人から尊敬されて、すき家の牛丼一つであんなに楽しそうな顔をしてた、、
そんなあなたが何故。死にたいと願っているのか。聞きたいこと、知りたい事は山程あった。それでも…
俺の口から出た言葉は"それ"だった。
『僕はね…救えなかったんだ…』
その瞬間、空気が止まった気がした。
『僕は妻を病気で亡くしたんだ。何の力にもなれなかったよ。』
『現実から逃げる様に僕は働きまくったよ。会社を大きくする過程で、色々あってね、元々居た社員のほとんどをクビにしたんだ…』
冷たい風が、足元を通り抜ける。社長はポケットに手を突っ込みながら、顔を少し上に向ける。今日は満月の夜だった。
『そして今では大企業の社長になったんだ。地位も名誉もお金も全て手に入れた。だけど、、僕は気付いたら時には独りだった』
月の光が社長の姿を照らす。

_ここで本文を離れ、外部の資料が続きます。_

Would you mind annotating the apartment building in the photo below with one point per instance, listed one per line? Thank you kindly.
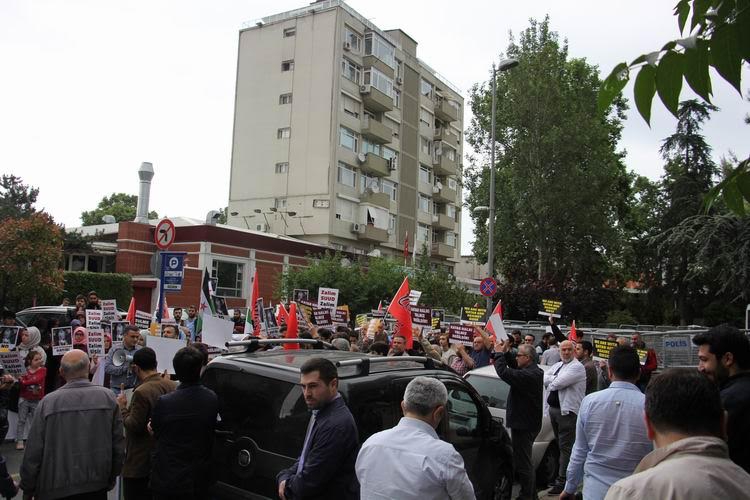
(343, 137)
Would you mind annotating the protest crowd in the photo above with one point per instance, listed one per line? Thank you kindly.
(118, 402)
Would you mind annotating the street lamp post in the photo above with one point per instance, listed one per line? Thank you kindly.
(504, 65)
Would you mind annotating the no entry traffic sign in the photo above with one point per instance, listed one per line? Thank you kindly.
(165, 234)
(488, 287)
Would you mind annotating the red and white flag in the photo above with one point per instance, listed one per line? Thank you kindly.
(400, 309)
(495, 323)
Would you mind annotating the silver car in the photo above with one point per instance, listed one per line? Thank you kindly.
(545, 453)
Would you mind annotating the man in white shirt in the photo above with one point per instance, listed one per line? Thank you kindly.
(565, 383)
(410, 461)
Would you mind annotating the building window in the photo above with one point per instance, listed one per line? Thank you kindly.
(282, 168)
(351, 71)
(424, 174)
(426, 89)
(426, 118)
(229, 277)
(425, 145)
(377, 46)
(351, 107)
(346, 175)
(354, 39)
(424, 203)
(391, 189)
(345, 210)
(348, 139)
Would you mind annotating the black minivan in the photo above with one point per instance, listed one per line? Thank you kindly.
(263, 415)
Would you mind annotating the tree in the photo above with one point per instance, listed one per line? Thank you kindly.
(121, 206)
(718, 37)
(561, 184)
(30, 264)
(16, 199)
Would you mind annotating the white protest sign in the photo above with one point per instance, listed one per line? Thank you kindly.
(13, 363)
(109, 310)
(328, 297)
(94, 321)
(216, 331)
(165, 349)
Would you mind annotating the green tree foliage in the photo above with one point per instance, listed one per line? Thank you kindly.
(561, 185)
(719, 38)
(121, 206)
(29, 263)
(16, 199)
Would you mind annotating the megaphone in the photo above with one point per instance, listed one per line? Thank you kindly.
(120, 357)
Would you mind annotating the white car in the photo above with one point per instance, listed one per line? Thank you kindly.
(494, 391)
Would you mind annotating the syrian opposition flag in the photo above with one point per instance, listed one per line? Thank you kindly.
(400, 308)
(292, 330)
(252, 309)
(495, 323)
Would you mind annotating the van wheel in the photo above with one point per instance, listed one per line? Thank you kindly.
(547, 470)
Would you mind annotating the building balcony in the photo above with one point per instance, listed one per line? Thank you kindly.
(443, 250)
(442, 221)
(445, 111)
(374, 164)
(375, 99)
(382, 200)
(443, 165)
(443, 194)
(373, 61)
(376, 131)
(446, 135)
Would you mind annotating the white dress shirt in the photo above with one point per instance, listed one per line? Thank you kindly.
(570, 384)
(410, 462)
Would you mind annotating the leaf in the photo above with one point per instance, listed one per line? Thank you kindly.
(612, 86)
(696, 70)
(645, 88)
(724, 55)
(733, 198)
(669, 80)
(682, 10)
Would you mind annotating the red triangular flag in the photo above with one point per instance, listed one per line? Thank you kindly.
(292, 330)
(130, 318)
(400, 308)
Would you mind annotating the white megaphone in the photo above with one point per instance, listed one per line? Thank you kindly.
(121, 357)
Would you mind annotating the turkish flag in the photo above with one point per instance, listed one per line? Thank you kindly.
(400, 309)
(292, 330)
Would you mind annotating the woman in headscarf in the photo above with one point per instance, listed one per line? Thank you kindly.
(28, 340)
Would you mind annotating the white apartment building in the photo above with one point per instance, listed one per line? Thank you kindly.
(343, 137)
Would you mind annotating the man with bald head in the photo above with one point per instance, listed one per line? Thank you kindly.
(76, 445)
(565, 382)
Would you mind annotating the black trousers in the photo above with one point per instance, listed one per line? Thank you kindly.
(523, 441)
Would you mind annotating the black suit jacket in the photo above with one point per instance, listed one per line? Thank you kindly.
(329, 463)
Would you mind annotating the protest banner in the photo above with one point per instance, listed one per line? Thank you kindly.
(62, 340)
(109, 310)
(421, 316)
(13, 363)
(165, 350)
(216, 331)
(473, 316)
(9, 336)
(551, 308)
(461, 334)
(328, 297)
(142, 320)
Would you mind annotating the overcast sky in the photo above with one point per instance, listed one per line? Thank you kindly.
(91, 88)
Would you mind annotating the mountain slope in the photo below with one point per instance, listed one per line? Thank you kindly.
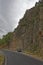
(29, 33)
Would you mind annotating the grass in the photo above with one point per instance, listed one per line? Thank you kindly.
(35, 55)
(1, 59)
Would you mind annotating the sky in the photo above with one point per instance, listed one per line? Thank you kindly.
(11, 11)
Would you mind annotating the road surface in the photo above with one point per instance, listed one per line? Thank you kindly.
(17, 58)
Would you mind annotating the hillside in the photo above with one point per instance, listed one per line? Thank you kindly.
(29, 33)
(28, 36)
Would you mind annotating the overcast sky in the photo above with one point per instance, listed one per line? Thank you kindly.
(10, 13)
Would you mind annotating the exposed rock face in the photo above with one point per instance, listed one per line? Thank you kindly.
(29, 33)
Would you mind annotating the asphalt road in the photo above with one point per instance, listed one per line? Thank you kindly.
(17, 58)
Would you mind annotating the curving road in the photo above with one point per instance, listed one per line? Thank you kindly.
(16, 58)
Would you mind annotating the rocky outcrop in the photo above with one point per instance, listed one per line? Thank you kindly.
(29, 33)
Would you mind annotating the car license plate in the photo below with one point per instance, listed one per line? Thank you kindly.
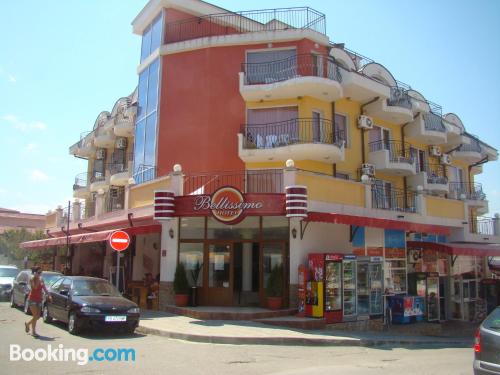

その表情には、悲しみと怒りも何にもなかった。
『社員も妻も僕は大切ものを全て捨てた。何も守れなかった。結局、僕は無力のまま…だったんだ…』
社長は笑った。
悲しいほど柔らかいほど笑みだった。
『そんな時に、君の存在を知ったんだ』
社長はこちらを優しい目で見つめた。分からない。それがなんだって言うんだ、、
『調べて行く中で、君に病気の妹さんが居るのが分かったよ。そして彼女を救うために、沢山のグレーな依頼を受けてる事も』
この人は何が言いたいんだ…
『僕は君の中にある光を見た』
、、え?な、なにを言ってるんだ…
『妹さんを救う為に、君はもがき苦しみそれでも前を向いて進もうとしてる。』
社長は一歩ずつ足を前に踏み出す。
『僕にはお金がある。君の妹を助ける為の力が今の僕にはある』
社長はゆっくり少年に歩み寄る。
『今回の依頼の報酬は100億だ。それがあれば、君は妹を救えるかも知れない』
社長は少年の目の前まで来た。
『僕を殺したまえ。そして見せてくれ!君が大切な者を救う瞬間を。ヒーローとして生きる姿を』
『そして私を裁いてくれ。無力で逃げてきた私を…君の手で終わらせてくれ。』
ドクンドクン。
心臓の鼓動が激しくなる。社長の声が遠のいて行く。
人殺し…?俺が…?社長を…?
呼吸が激しく荒れる。高鳴る心臓の音を抑えようと、胸を右手で掴む。 ハァハァ
ヒーローは人を殺したりしない…
『…い、いや…だ…』
社長が優しく語り掛ける
『妹さんを救えなくて良いのかい』
脳裏にサユの姿が思い浮かぶ。病院からの緊急の電話。もう時間がない。
『いくら高額単価の依頼をこなしてもこのままだと間に合わない。それが分かってるから、君は僕からの依頼を受けたんだろ…』
もう…やめてくれ…
『君も知ってるはずだ。もう君には迷ってる猶予はないと言うことを。このままだと君は大切な者を失う』
辞めろ…!!
『君は誰も救えない。ヒーローにはなれない。光を失い、妹さんを見捨てて、1人で永遠に生きていく』
ハァハァ
俺はヒーローになれない…?サユを救えない…?
お兄ちゃんがお前を助けてやるからな!なんせ俺はヒーローだからな!妹を守るのは当然だ!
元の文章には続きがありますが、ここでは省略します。